Anche se all’inizio le forze di polizia avevano mano libera nell’arrestare i poveri, erano piccole, poco finanziate, e solitamente male equipaggiate. I ricchi spesso non volevano pagare le tasse necessarie a mantenere una forza di polizia corposa, professionalizzata e ben equipaggiata. Preferivano assumere guardie private, mercenari, e «detective» che rispondevano direttamente a loro e proteggevano le loro proprietà e le loro fabbriche. Ma quando la working class iniziò a contrattaccare, con grandi scioperi industriali, i capitalisti si trovarono sopraffatti. I teppisti e gli assassini al loro soldo non erano all’altezza del compito. E così si rivolsero alla polizia.
Repressione, militarizzazione e professionalizzazione
Le forze di polizia divennero sempre più militarizzate quando acquistarono una nuova funzione: quella di impedire e interrompere gli scioperi. L’evento inaugurale fu lo sciopero generale del 1877, che si propagò per tutto il nascente sistema ferroviario e fece sì che per breve tempo i lavoratori prendessero il controllo della città di St. Louis. Mentre le truppe federali furono usate per reprimere lo sciopero, i proprietari dei terreni urbani iniziarono a pensare seriamente alla possibilità di una forza di polizia permanente che potesse essere schierata rapidamente, senza sforzo e su più larga scala. A Chicago, un gruppo di cittadini facoltosi raccolse 28 mila dollari, che utilizzò per comprare fucili, cannoni, equipaggiamento di cavalleria, e una mitragliatrice Gutling per la forza pubblica.

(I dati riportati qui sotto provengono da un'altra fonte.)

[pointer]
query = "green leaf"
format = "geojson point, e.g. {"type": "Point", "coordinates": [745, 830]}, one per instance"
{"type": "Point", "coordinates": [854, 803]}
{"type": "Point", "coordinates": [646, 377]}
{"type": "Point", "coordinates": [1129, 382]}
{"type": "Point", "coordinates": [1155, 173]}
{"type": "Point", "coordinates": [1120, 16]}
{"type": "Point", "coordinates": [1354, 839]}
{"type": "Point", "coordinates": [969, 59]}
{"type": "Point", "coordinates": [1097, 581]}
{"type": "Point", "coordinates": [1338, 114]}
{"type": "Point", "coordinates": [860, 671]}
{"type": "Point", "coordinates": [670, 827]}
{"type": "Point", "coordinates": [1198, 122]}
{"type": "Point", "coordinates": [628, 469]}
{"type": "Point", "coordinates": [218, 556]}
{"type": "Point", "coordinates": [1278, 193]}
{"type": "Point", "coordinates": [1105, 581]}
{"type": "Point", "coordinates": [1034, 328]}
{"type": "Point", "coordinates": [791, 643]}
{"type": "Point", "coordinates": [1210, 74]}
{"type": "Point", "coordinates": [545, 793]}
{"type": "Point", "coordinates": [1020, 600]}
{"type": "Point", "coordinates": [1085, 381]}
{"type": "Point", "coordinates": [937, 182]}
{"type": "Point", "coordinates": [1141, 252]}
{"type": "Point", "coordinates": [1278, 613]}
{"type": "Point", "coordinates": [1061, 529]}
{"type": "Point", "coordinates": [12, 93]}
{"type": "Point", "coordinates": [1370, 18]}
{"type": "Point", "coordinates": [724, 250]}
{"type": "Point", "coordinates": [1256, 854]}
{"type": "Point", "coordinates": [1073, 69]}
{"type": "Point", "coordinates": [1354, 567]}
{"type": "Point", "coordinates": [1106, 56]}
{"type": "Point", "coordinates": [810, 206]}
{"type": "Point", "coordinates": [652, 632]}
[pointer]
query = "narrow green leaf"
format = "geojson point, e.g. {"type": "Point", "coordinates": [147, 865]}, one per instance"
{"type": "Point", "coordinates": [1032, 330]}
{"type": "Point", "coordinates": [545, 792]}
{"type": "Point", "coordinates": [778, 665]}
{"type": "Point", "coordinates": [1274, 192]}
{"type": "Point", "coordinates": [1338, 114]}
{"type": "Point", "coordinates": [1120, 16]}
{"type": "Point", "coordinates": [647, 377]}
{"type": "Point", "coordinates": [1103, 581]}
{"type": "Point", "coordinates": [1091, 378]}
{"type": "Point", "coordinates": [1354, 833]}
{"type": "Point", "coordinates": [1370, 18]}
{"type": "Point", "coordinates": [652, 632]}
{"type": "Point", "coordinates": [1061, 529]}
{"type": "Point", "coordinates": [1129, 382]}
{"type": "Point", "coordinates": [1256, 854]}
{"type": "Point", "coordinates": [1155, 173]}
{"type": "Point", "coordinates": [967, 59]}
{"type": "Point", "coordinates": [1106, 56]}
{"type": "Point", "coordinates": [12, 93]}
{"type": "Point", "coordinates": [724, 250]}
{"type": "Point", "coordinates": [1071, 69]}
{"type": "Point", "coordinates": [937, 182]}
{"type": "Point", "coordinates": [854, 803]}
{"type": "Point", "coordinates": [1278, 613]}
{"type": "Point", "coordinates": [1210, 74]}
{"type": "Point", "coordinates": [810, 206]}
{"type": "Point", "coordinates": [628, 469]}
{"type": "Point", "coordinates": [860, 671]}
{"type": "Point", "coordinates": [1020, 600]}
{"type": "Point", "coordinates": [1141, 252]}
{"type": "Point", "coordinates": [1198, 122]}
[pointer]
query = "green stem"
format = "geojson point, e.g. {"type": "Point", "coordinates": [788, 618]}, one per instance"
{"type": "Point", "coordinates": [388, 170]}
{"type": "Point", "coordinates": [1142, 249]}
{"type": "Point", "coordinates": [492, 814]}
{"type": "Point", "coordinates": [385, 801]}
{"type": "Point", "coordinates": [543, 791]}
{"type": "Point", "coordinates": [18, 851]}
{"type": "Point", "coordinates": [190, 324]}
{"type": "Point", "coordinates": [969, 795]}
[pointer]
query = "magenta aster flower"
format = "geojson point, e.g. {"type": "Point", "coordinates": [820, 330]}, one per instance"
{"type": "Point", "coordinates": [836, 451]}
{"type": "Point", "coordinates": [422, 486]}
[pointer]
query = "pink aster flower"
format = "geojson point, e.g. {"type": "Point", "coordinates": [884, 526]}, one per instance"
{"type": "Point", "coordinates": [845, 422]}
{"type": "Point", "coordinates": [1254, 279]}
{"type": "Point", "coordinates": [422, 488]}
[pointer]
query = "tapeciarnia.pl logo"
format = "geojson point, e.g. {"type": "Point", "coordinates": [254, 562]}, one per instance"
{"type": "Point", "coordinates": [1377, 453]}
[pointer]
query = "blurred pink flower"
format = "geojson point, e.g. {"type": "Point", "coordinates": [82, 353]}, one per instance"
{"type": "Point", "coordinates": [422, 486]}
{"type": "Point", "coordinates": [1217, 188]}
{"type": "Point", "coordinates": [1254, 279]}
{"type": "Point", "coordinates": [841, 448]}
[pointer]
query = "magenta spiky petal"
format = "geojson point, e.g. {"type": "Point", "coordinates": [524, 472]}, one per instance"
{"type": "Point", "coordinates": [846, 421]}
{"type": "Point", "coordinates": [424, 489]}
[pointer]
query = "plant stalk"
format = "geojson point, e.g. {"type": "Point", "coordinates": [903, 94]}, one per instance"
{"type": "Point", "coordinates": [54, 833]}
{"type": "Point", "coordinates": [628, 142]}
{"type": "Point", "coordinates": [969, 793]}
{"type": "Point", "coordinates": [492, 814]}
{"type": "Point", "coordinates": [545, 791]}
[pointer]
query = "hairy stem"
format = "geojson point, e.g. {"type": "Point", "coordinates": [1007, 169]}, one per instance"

L’ondata di scioperi del 1886 schiarì ulteriormente le menti della borghesia urbana. Gli scioperi ora includevano migliaia – e a volte decine di migliaia – di lavoratori, magari armati, o comunque capaci di paralizzare intere città anche se disarmati. Una forza sociale di questo tipo richiedeva un nuovo genere di violenza per essere soppressa. Durante la serrata del 1886 della fabbrica McCormick Reaper Works, duecento agenti di polizia forzarono un picchetto e attaccarono il saloon della Union House vicino allo stabilimento, picchiando gli scioperanti. Cyrus McCormick, uno dei padroni più ricchi e potenti della città, ricompensò la polizia dando pasti gratis agli ufficiali che sorvegliavano l’entrata.
Quella primavera, «club dei cittadini» o «associazioni di cittadini» di varie città iniziarono a raccogliere fondi per depositi di armi e forze di polizia permanenti. Dopo la rivolta di Haymarket a Chicago, che vide quattro poliziotti uccisi e diversi anarchici rastrellati in una caccia alle streghe, il Chicago Commercial Club raccolse i fondi per un’armeria vicina al centro cittadino, così che le armi potessero essere accessibili sia alla polizia sia, se necessario, all’esercito. Altre città fecero lo stesso, lasciando un residuo permanente di occupazione militare nelle città statunitensi: nascondigli militari pieni di armi da usare non contro eserciti invasori ma contro lavoratori e lavoratrici.
Il famoso sciopero di Homestead del 1892, durante il quale lavoratori delle acciaierie armati sconfissero gli agenti privati della Pinkerton, fu la botta finale. Lo sciopero provò che le migliori guardie private del paese non potevano competere con un’azione industriale su larga scala, specialmente se i lavoratori si portavano le armi al picchetto. I padroni e altre personalità facoltose decisero che era venuto il momento di iniziare a pagare le tasse per finanziare una forza di polizia ben equipaggiata e messa nelle migliori condizioni di reprimere.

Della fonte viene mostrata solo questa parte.